You can always find me,
in your own story
Lost and found
Our whispered confessions
A thousand hours apart
For a few seconds longer
Found then lost,
Remember our story,
Our screaming secret
Every memory pushed inside you
A thousand hours apart
For a few seconds longer
Replay our past
To destroy seconds of theirs
Erase their memories
To consider our future
A thousand hours passed
To earn a few seconds longer
You could have found me
In those thousand hours
Waiting
for just a few seconds longer
choose me
I write out the last of the lyrics in my notebook as the band bustles around me. Feeling the burn of the last two words, I take a numbing swig of beer before staring at my phone screen in indecision. In the same time zone, a state away, I note it’s 1 a.m. in Austin, and all I want to do is talk to my wife, who is, no doubt, fast asleep. I pull up her last text.
Wife: I hope you have a good show. I love you.
Even though the message is sincere, it rings hollow for me. The chaos in the room quiets briefly, the sudden stillness in the air credited to my mother, who’s standing in the doorway. Throats clear as she makes a beeline for me. One of our roadies lifts his chin in question, and I nod. In fast response, he starts evacuating the room, as if her sudden appearance wasn’t enough to do so. In seconds, the noise outside the door is the only sound in the room as her presence batters me with hurt.

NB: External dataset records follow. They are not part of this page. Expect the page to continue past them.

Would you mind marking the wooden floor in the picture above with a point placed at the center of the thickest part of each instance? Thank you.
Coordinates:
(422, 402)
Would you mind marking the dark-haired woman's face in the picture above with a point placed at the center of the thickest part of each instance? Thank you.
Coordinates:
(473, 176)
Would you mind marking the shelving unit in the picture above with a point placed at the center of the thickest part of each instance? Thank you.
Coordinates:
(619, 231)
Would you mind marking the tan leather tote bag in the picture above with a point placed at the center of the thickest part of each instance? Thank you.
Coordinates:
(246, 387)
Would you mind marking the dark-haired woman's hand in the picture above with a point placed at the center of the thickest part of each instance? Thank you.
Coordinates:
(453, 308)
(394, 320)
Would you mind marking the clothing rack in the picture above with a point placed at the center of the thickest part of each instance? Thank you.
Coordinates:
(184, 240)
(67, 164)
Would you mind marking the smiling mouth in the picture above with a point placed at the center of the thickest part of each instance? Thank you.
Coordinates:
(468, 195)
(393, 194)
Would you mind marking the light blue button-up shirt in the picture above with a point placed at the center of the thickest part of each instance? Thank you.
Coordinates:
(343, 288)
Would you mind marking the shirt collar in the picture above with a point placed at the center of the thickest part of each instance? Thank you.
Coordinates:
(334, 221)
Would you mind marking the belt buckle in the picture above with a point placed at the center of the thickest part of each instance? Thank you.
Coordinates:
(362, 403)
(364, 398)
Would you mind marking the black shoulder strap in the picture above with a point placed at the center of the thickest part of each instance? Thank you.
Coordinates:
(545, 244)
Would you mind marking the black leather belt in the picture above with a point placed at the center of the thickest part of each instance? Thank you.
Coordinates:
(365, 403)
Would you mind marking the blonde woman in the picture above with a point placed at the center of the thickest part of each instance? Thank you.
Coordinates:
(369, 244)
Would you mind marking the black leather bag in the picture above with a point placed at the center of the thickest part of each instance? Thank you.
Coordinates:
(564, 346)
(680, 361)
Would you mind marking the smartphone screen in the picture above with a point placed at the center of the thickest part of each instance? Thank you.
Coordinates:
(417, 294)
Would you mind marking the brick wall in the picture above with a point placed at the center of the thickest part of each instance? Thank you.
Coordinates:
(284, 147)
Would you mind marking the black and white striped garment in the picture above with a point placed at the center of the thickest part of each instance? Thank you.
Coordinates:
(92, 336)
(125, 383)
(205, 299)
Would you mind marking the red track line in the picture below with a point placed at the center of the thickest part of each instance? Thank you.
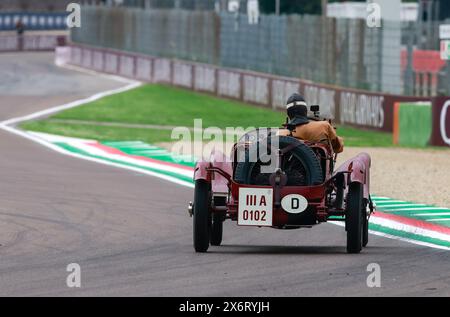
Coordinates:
(413, 222)
(114, 151)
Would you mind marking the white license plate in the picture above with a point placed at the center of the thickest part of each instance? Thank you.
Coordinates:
(255, 207)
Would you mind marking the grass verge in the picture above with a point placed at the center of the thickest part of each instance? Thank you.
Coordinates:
(168, 106)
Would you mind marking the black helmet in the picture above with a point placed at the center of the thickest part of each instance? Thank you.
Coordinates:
(297, 110)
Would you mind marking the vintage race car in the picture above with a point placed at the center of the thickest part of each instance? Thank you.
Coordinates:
(301, 190)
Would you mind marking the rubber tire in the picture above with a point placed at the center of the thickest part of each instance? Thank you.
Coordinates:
(311, 163)
(365, 240)
(354, 218)
(216, 229)
(202, 216)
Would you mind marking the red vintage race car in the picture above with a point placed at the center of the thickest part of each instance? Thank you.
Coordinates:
(292, 184)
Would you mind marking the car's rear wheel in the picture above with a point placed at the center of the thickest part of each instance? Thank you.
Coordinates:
(202, 215)
(354, 219)
(216, 229)
(300, 164)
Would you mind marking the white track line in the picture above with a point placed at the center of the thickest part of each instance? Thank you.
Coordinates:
(433, 214)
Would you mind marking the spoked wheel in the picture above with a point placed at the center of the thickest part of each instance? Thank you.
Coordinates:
(365, 228)
(299, 163)
(216, 229)
(354, 220)
(202, 215)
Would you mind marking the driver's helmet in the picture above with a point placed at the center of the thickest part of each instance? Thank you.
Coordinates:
(297, 110)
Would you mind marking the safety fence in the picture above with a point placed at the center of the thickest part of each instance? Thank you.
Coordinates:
(345, 52)
(29, 42)
(33, 21)
(346, 106)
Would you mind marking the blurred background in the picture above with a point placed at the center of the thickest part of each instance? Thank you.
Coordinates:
(296, 38)
(318, 40)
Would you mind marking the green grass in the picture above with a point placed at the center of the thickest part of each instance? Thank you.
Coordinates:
(99, 133)
(165, 105)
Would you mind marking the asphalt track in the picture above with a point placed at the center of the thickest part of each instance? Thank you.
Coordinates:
(131, 235)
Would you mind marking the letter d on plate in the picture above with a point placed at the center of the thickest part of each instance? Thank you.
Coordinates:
(294, 204)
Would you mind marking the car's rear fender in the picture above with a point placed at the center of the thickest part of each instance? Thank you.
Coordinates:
(358, 170)
(219, 184)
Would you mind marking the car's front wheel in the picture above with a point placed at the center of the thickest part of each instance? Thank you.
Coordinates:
(365, 228)
(202, 215)
(354, 219)
(217, 229)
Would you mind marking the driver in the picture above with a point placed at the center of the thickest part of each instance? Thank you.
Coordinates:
(302, 128)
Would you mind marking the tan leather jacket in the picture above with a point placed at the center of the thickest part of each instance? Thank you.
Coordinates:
(317, 131)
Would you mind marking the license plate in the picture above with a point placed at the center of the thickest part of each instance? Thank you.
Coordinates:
(255, 207)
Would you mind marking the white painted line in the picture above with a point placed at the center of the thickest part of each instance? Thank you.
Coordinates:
(381, 203)
(410, 229)
(70, 105)
(389, 236)
(419, 208)
(68, 153)
(433, 214)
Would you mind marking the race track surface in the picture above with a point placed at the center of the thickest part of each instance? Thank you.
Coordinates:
(131, 235)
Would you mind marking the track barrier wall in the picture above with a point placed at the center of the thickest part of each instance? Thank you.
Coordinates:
(412, 124)
(345, 106)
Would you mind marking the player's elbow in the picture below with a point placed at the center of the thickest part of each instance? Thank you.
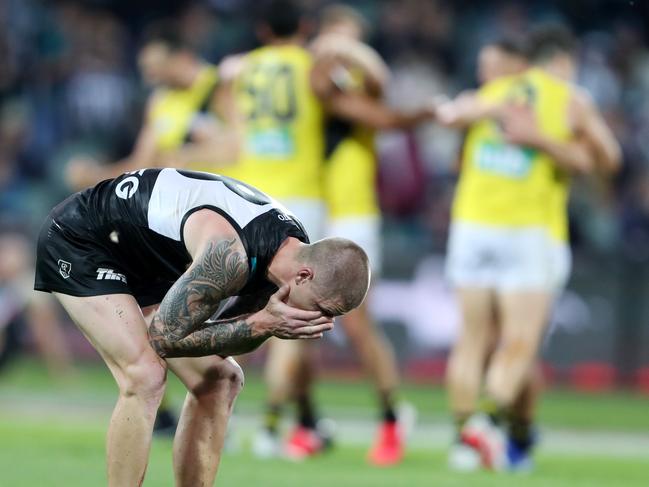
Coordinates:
(161, 342)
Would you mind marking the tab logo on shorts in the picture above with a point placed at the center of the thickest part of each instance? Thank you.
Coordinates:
(109, 275)
(64, 268)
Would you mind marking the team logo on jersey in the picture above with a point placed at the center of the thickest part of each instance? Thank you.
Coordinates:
(109, 275)
(64, 268)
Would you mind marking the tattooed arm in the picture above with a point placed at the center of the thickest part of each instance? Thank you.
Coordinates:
(218, 272)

“Really fucking subtle, son,” she says, her voice shaking.
“Wasn’t meant to be,” I mutter, unsure of how to react to this new dynamic and exhausted from the struggle of trying to figure it out.

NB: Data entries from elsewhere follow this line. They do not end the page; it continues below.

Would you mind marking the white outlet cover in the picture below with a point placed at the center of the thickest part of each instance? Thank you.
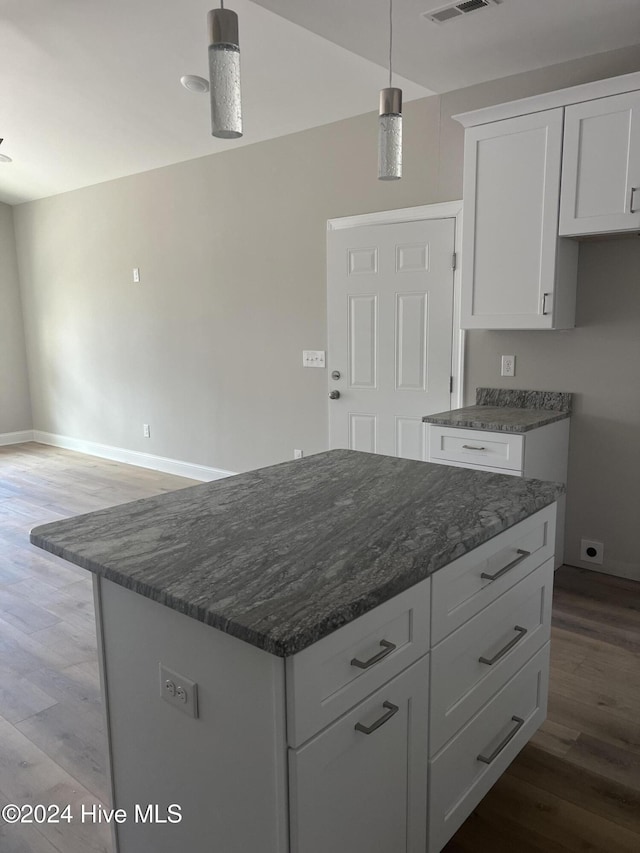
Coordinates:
(313, 358)
(508, 365)
(183, 692)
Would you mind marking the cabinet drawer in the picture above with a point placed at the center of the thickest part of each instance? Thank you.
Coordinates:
(459, 590)
(473, 663)
(465, 770)
(473, 447)
(352, 790)
(331, 676)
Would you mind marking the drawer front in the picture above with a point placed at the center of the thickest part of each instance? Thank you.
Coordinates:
(477, 660)
(476, 447)
(467, 768)
(361, 784)
(331, 676)
(471, 583)
(515, 472)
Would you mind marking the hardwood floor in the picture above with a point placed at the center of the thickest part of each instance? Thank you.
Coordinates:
(52, 745)
(575, 786)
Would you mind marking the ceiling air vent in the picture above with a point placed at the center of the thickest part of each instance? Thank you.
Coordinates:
(457, 10)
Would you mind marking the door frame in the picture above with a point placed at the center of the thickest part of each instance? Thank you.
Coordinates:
(443, 210)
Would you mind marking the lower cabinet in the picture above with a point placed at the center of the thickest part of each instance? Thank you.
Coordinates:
(462, 773)
(414, 744)
(361, 784)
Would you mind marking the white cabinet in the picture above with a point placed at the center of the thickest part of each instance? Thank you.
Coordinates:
(344, 747)
(516, 272)
(542, 453)
(361, 784)
(465, 770)
(601, 166)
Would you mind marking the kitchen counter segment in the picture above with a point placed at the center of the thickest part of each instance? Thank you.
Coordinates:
(282, 556)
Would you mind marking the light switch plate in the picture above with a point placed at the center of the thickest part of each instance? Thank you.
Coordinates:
(313, 358)
(508, 365)
(179, 691)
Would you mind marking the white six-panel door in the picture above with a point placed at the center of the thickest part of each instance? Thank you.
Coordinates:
(390, 323)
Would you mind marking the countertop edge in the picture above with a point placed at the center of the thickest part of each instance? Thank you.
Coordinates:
(494, 426)
(333, 621)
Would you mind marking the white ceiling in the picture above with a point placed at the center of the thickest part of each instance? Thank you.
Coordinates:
(89, 90)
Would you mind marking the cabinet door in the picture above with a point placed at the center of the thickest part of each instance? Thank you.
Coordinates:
(357, 792)
(601, 166)
(511, 256)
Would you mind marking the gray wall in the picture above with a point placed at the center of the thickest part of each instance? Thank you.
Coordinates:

“I can’t believe you just walked past me,” she takes a seat next to me on a long, black leather couch. Turning toward her, I feel the same animosity that’s been brewing between us, which never existed before. “Hey, Mom, good to see you. What are you doing in New Orleans?” she snarks before continuing. “Good question. Well, the truth is I came to see my kid play,” she spouts sarcastically, “since he hasn’t answered a single call from me in a week.” She tilts her head in taunt. “Where’s your father, you ask? Well, he’s currently at the hotel because he packed a fucking bag and flew halfway across the country only to take a stand by not showing up, even though he’s dying to see you play. So, on principle alone, he’s refused to accompany me because you two fumbling idiots are determined to be the death of me. Enough of this shit,” she barks, “Easton, I’m serious.”
“What bothers you more now, Mom? That you can no longer order me around or that you can’t control my emotions?” I keep focused on the beer cap I’m flipping between my fingers.